Un rebondissement inattendu dans le dossier Bahati Lukwebo. Alors qu’une plénière tablait sur la mise en place d’une commission spéciale ad hoc, chargée d’examiner la pétition initiée à son encontre, le deuxième vice-président du Sénat a annoncé sa démission de son poste.
Par Patient MBY
Le professeur Modeste Bahati, président du parti AFDC-A et membre du présidium de l’Union sacrée de la nation, a déposé sa démission dans une lettre adressée au président de la chambre haute du Parlement, Jean-Michel Sama Lukonde, ce mercredi 18 mars 2026, alors qu’il avait décidé de suivre la procédure jusqu’au bout.
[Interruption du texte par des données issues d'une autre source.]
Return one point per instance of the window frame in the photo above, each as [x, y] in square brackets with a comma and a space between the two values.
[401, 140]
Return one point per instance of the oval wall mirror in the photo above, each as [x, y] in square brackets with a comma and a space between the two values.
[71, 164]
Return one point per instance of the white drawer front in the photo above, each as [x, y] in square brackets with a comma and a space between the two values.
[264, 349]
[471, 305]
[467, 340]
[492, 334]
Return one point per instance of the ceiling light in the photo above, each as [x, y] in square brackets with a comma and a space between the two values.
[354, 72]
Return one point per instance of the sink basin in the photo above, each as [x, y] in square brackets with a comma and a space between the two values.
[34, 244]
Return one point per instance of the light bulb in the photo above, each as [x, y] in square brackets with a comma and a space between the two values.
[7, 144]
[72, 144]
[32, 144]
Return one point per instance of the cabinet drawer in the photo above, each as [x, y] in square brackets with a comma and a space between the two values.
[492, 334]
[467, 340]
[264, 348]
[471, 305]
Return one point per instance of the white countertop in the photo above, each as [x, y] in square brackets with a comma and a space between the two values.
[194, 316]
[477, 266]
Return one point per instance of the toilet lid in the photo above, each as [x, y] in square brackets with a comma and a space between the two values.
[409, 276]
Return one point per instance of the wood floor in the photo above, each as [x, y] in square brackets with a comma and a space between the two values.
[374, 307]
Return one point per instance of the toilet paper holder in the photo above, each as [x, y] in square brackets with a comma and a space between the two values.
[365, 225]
« Ma démission est motivée par la recherche de la sérénité au sein de la chambre haute du parlement et non un aveu d’une quelconque incompétence », a déclaré Bahati Lukwebo dans sa lettre de démission, tout en réaffirmant sa loyauté au président Tshisekedi.
Cette démission intervient dans un contexte où la motion de défiance le visant a été déposée le lundi 16 mars en cours par le sénateur frondeur Danny Kabongo, de l’UDPS, lors de la rentrée parlementaire de la session de mars, l’accusant d’incompétence. Un jour après le dépôt de la pétition, le Sénat avait accéléré le processus en prévoyant la constitution d’une commission pour examiner cette initiative parlementaire.
Tout a basculé lorsque le désormais ex-deuxième vice-président du Sénat s’est prononcé, lors d’une conférence de presse le 04 mars, contre le projet de changement de la Constitution, déclarant que « la RDC a un problème d’hommes et pas de textes ». Une sortie médiatique jugée controversée par ses alliés de l’UDPS, qui a contribué à son départ du bureau de l’organe délibérant.